Jokes aside, I have paid for Google’s music service since it launched (RIP Play Music), but I am a millisecond away from canceling my subscription because Google does not provide me with any way to randomize playlists. I don’t mean shuffle play. That shit is broken and always has been. It would not be a big deal if I could randomize my playlists on demand, but no.
Pure randomness isn’t great for music playlists. The algo needs to account for recency so you don’t hear the same some 6 times in a row. Technically still random but no one wants that.
That’s the difference between randomizing a playlist and shuffle play. If you randomize a playlist, the songs will never repeat unless you have them in the list twice. YouTube Music’s shuffle play often plays the same twenty songs over and over out of a playlist with over six hundred songs.
The people who are stealing our movies and our television shows and operating piracy sites are not mom and pop operations,” says Charlie Rivkin, chief executive officer of the MPA, who adds that some of the operators also engage in drug trafficking, child pornography, prostitution and money laundering. “This is organized crime.”
I like how they always have to fabricate a connection to organized crime. Trying to convince the reader that is not just copyright infringement.
Hollywood was founded on IP theft of European filmmakers’ work and funded by various mobs, which then went on to lobby (bribe) politicians into changing certain regulations on gambling in AZ, et al, to pave the way for Vegas and the like.
I just spent like an hour trying several methods to install this on Android, sadly I was not successful. If anyone can inform me on how to install this on Firefox for Android (not a fork), please let me know.
Is this talking about stuff like private torrent trackers and Usenet providers, or are there more Netflix-like things out there that people are paying for?
So Hollywood copyright lawyers will target illegal subscription services rather than individual downloaders? Fine by me.
I can understand paying for a legal streaming service where at least a tiny percentage of profits goes into producing new material. I pirate out of convenience and availability, because movies and series aren’t released immediately in my region.

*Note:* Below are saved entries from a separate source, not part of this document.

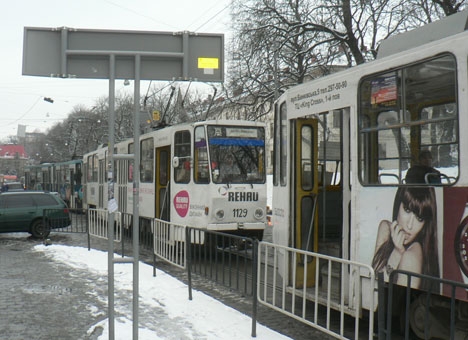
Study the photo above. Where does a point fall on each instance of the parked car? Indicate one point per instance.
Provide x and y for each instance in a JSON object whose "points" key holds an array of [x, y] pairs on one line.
{"points": [[35, 212]]}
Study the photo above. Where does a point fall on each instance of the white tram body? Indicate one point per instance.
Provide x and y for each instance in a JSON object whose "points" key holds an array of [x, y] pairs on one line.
{"points": [[345, 142], [185, 179]]}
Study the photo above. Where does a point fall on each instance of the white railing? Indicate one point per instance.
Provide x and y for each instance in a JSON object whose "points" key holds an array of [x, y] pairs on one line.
{"points": [[298, 283], [169, 242], [98, 221]]}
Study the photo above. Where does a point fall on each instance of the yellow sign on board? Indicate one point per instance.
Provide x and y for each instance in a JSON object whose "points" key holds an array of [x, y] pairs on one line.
{"points": [[208, 63]]}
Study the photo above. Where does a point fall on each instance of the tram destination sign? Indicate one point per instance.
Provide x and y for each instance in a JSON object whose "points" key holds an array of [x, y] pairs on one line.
{"points": [[83, 53]]}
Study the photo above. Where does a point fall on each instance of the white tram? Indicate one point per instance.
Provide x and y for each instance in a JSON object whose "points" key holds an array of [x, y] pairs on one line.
{"points": [[344, 144], [208, 174]]}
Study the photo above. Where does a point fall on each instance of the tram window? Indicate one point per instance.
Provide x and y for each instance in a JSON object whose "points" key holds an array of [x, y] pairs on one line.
{"points": [[404, 112], [306, 158], [182, 151], [201, 165], [283, 145], [163, 160], [146, 160], [130, 163], [94, 166]]}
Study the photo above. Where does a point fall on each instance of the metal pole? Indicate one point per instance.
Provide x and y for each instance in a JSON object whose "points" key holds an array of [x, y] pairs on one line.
{"points": [[110, 226], [136, 193]]}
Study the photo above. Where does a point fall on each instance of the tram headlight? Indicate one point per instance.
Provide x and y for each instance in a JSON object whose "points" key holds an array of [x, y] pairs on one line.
{"points": [[259, 213], [219, 214]]}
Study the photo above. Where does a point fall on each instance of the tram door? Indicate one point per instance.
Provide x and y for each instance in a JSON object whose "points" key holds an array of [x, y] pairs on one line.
{"points": [[305, 186], [162, 177]]}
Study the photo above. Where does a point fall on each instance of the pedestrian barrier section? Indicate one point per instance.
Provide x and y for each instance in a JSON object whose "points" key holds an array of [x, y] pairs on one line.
{"points": [[76, 222], [225, 259], [327, 303], [98, 220], [169, 242], [431, 315]]}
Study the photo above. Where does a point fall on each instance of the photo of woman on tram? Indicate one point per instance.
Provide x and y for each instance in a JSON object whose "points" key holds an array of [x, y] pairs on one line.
{"points": [[409, 241]]}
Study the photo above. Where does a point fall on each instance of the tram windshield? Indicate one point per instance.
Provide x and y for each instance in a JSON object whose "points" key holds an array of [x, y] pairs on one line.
{"points": [[237, 154]]}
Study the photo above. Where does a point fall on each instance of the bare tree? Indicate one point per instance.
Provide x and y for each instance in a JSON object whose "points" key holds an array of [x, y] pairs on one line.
{"points": [[280, 43]]}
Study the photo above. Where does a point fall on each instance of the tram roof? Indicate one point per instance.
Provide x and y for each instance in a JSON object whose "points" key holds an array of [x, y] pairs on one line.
{"points": [[451, 25]]}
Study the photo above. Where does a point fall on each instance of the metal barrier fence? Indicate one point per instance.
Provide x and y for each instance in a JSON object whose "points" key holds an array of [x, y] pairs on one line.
{"points": [[169, 242], [430, 315], [328, 304], [69, 221], [226, 259]]}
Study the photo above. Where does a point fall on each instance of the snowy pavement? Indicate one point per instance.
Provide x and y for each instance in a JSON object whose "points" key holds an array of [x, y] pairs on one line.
{"points": [[165, 311]]}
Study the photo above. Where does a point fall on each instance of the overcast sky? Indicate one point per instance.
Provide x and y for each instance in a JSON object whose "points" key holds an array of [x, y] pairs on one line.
{"points": [[21, 97]]}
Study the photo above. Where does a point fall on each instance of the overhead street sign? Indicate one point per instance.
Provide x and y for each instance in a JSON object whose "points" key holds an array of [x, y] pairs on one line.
{"points": [[84, 53]]}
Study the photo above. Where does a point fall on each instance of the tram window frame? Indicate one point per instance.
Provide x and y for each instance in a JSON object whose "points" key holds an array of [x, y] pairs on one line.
{"points": [[201, 166], [182, 150], [405, 105], [147, 160], [283, 133], [130, 163]]}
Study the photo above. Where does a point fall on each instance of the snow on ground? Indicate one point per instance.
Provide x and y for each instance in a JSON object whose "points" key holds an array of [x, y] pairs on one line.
{"points": [[163, 298]]}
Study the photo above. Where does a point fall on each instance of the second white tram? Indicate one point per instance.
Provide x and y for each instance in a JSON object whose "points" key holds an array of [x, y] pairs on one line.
{"points": [[344, 144], [208, 174]]}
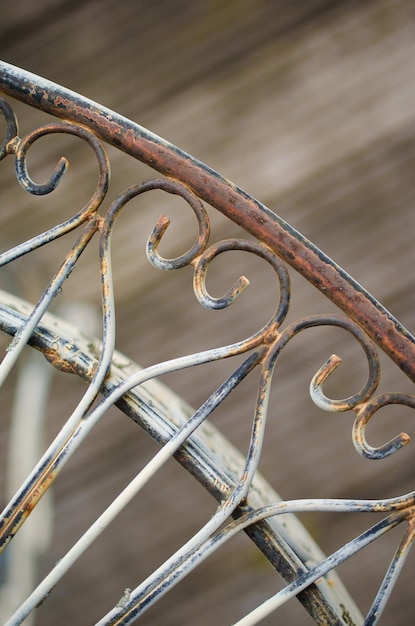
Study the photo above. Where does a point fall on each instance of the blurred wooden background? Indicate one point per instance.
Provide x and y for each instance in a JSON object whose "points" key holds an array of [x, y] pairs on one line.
{"points": [[309, 106]]}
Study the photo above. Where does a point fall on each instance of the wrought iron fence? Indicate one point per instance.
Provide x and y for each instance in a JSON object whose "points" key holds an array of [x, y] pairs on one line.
{"points": [[245, 501]]}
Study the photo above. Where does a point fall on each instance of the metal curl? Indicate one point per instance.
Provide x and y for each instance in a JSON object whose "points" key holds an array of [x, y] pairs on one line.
{"points": [[42, 189], [9, 144], [203, 262], [364, 414], [153, 242], [316, 385]]}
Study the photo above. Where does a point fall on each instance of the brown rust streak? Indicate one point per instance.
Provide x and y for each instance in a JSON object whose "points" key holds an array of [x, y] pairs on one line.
{"points": [[223, 195]]}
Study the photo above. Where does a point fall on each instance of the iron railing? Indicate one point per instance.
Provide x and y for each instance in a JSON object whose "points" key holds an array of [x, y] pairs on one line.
{"points": [[246, 501]]}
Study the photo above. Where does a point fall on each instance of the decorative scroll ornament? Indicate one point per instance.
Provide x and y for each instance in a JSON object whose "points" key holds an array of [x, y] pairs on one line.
{"points": [[239, 507]]}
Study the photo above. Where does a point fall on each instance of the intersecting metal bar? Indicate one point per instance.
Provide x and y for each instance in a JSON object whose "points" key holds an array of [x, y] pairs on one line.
{"points": [[385, 330]]}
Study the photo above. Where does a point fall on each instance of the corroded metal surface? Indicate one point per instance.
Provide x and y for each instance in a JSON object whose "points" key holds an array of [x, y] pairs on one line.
{"points": [[245, 501]]}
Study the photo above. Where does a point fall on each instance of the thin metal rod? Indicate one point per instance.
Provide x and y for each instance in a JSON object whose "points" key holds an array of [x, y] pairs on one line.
{"points": [[385, 330]]}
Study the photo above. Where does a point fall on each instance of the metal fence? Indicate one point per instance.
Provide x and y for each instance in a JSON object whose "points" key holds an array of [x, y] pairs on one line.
{"points": [[245, 501]]}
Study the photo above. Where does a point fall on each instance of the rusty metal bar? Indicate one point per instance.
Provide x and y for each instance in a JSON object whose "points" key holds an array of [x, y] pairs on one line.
{"points": [[384, 329], [245, 501]]}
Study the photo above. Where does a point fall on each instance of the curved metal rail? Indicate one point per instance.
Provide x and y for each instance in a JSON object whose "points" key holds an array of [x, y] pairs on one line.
{"points": [[246, 502]]}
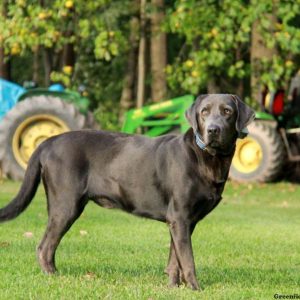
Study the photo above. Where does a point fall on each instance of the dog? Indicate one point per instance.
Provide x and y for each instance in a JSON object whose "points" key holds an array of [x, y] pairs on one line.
{"points": [[177, 179]]}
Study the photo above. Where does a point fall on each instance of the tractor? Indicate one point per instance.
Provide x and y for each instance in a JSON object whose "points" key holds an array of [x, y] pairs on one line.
{"points": [[273, 141], [29, 115]]}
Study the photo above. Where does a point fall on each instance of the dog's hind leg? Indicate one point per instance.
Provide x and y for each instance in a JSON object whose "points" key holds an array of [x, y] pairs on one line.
{"points": [[173, 267], [61, 215]]}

Paying somebody for streaming film and TV shows that they have no hand in producing, and thus not supporting new productions — same as I can download for free myself? — that makes no sense to me.

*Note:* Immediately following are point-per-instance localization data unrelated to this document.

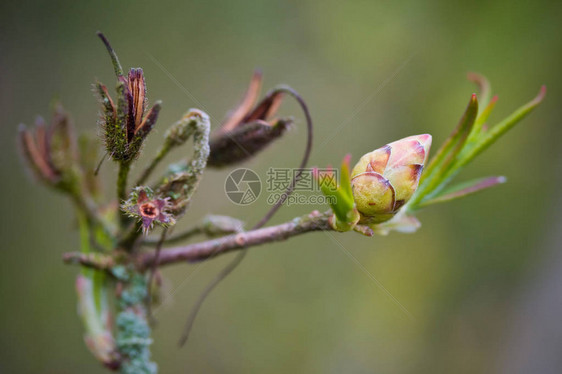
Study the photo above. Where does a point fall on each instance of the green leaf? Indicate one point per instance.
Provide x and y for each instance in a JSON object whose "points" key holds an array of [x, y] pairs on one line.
{"points": [[445, 156], [464, 189]]}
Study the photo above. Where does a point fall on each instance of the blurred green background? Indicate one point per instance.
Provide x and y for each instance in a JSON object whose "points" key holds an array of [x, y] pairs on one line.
{"points": [[481, 278]]}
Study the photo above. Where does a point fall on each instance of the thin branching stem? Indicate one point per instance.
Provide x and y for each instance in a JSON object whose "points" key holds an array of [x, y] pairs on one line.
{"points": [[240, 256]]}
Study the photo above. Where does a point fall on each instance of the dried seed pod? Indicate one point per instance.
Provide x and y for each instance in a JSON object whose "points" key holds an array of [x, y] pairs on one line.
{"points": [[50, 150], [248, 129]]}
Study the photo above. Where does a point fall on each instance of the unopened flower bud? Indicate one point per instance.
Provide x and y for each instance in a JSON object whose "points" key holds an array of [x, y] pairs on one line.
{"points": [[148, 208], [385, 179]]}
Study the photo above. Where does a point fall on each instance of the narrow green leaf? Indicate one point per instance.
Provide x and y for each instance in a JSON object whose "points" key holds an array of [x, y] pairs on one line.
{"points": [[464, 189], [443, 159], [498, 130]]}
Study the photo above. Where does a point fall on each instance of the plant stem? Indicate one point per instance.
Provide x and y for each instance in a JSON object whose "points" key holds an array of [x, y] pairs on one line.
{"points": [[124, 168], [155, 161], [314, 221]]}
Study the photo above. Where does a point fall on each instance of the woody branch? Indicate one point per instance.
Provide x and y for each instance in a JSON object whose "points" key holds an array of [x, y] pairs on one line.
{"points": [[314, 221]]}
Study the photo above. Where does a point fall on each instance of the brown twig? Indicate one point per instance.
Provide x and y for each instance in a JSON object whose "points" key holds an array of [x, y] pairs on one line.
{"points": [[314, 221]]}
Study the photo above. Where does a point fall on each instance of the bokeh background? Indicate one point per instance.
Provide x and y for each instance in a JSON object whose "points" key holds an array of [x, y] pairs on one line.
{"points": [[481, 279]]}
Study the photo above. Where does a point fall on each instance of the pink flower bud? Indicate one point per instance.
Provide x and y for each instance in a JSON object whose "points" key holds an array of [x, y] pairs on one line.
{"points": [[385, 179]]}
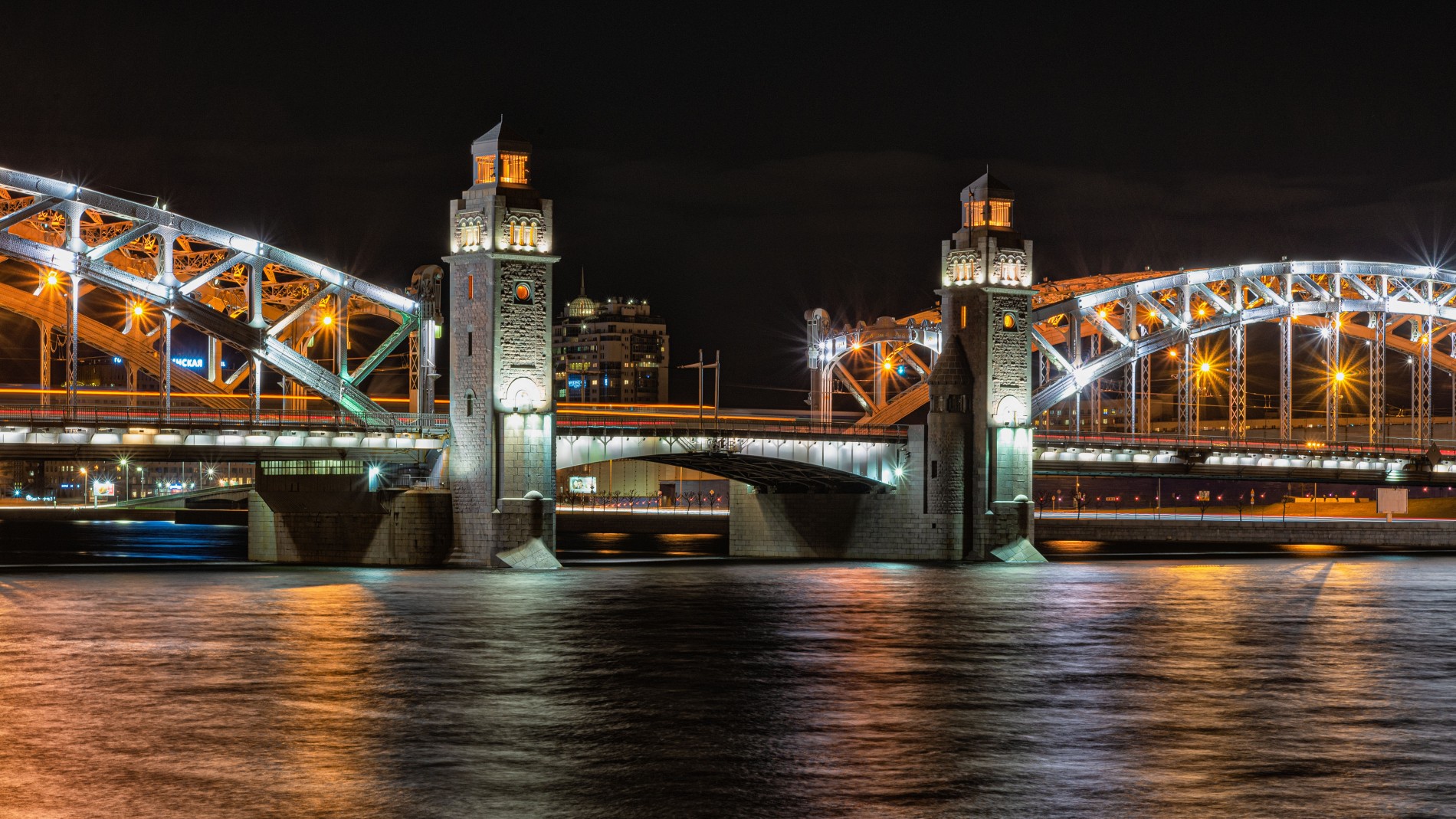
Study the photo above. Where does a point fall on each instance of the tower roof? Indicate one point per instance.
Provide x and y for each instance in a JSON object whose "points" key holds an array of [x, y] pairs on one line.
{"points": [[986, 188], [953, 372], [504, 137]]}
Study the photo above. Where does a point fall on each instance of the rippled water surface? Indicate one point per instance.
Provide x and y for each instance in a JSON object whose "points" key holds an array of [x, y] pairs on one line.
{"points": [[1148, 689]]}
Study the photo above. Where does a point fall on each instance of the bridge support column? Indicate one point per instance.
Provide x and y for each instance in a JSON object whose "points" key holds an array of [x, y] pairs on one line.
{"points": [[47, 357], [501, 467], [821, 370], [979, 443]]}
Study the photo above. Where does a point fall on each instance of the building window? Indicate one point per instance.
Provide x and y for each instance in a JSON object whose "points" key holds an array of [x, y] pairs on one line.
{"points": [[471, 236], [523, 234], [513, 169], [999, 215], [485, 169]]}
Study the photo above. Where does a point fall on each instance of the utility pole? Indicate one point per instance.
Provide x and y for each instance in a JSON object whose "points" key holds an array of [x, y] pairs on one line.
{"points": [[700, 367]]}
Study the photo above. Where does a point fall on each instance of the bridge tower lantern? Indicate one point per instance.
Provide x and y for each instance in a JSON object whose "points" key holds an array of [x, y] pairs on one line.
{"points": [[501, 463], [986, 299]]}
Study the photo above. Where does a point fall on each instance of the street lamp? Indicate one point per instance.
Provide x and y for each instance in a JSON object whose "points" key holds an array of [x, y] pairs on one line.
{"points": [[1334, 388]]}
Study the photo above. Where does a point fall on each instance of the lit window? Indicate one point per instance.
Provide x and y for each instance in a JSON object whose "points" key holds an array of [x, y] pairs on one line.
{"points": [[471, 236], [485, 169], [513, 169], [999, 215]]}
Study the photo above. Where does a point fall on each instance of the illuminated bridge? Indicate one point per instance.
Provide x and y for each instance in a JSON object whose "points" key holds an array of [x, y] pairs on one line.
{"points": [[1274, 372], [113, 283], [1341, 352]]}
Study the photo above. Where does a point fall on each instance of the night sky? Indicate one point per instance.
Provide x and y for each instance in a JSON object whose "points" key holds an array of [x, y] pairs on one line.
{"points": [[742, 165]]}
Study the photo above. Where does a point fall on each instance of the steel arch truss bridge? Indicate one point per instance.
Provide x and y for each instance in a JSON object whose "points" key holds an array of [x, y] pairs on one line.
{"points": [[1158, 351], [118, 277]]}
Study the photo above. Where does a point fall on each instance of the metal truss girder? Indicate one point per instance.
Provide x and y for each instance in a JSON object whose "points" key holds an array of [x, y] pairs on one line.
{"points": [[1313, 288], [865, 402], [1264, 290], [1161, 309], [280, 325], [1359, 284], [382, 351], [110, 246], [325, 383], [1108, 329], [228, 264], [1213, 297], [1050, 351], [220, 238], [38, 204], [204, 317]]}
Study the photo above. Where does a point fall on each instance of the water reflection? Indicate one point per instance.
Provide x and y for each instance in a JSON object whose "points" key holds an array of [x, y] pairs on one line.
{"points": [[1150, 689]]}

If someone makes it so I can stream all the shows and all the movies and such in one convenient place, without having to find them myself, hunt down the right versions, etc, I’m good with paying them for that.
It’d be better if it was from a legal service, but as long as exclusives are allowed that can’t happen. If the owners of the content were required to allow anyone who wants to distribute it to do so, at the same cost with no special deals for one distributor over another, then every streaming service could have everything, if they choose. They could then compete on quality of service and which content they choose to have, not on what content they can lock down for themselves alone.
Paying somebody for streaming film and TV shows that they have no hand in producing, and thus not supporting new productions — same as I can download for free myself? — that makes no sense to me
It makes sense for me. The one i’m using is $20 per year. I just think of it as convenience fee. It has netflix features but for all movies and tv shows.
And like I said, I get convenience/availability. I guess paying for stolen goods is one step too far for me. Like, “Dude, pass it around, but it’s not yours to sell”.